I'd like to ask here if its ok to post about facebook problems just incase there are any techy experts to have shared the same problems and was able to sort it out. 
Just recently I am unable to receive my facebook messagener alerts , just click on them and nothing happens. Is anyone else experiencing this? 

Thanks.


----------



## pianozach (May 21, 2018)

Potiphera said:


> I'd like to ask here if its ok to post about facebook problems just incase there are any techy experts to have shared the same problems and was able to sort it out.
> Just recently I am unable to receive my facebook messagener alerts , just click on them and nothing happens. Is anyone else experiencing this?
> 
> Thanks.


Yeah, it's probably OK, but there's probably a Facebook group for that. :lol:

Seriously, in order for someone to help you out, you'll have to share your OS version and browser (type and version).

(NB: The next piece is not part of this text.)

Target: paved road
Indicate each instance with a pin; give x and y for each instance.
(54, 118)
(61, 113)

My first inclination is to ask if you've tried rebooting your hardware.


----------



## DaveM (Jun 29, 2015)

Are you using an iPad/tablet, iPhone/smartphone or a computer? (Since you said ‘click on them’, I’m assuming it’s a computer.)


----------



## Potiphera (Mar 24, 2011)

Sorry everyone, I am using an Apple Mac laptop.. 

I didn't think of looking on a Facebook group to put my question to, besides often times the response can be quicker on a forum. I know that some forums have some techy experts that can help with glitches. But panic over, the issue seems to have solved by itself somehow, as it was left off overnight, and switched on this morning, it seems ok now. Thanks.


----------



## progmatist (Apr 3, 2021)

Potiphera said:


> Sorry everyone, I am using an Apple Mac laptop..
> 
> I didn't think of looking on a Facebook group to put my question to, besides often times the response can be quicker on a forum. I know that some forums have some techy experts that can help with glitches. But panic over, the issue seems to have solved by itself somehow, as it was left off overnight, and switched on this morning, it seems ok now. Thanks.


Sometimes glitches exist on the server side. In this case, it may have been Facebook having problems with their servers. Not anything wrong with your computer, or how you use it.


----------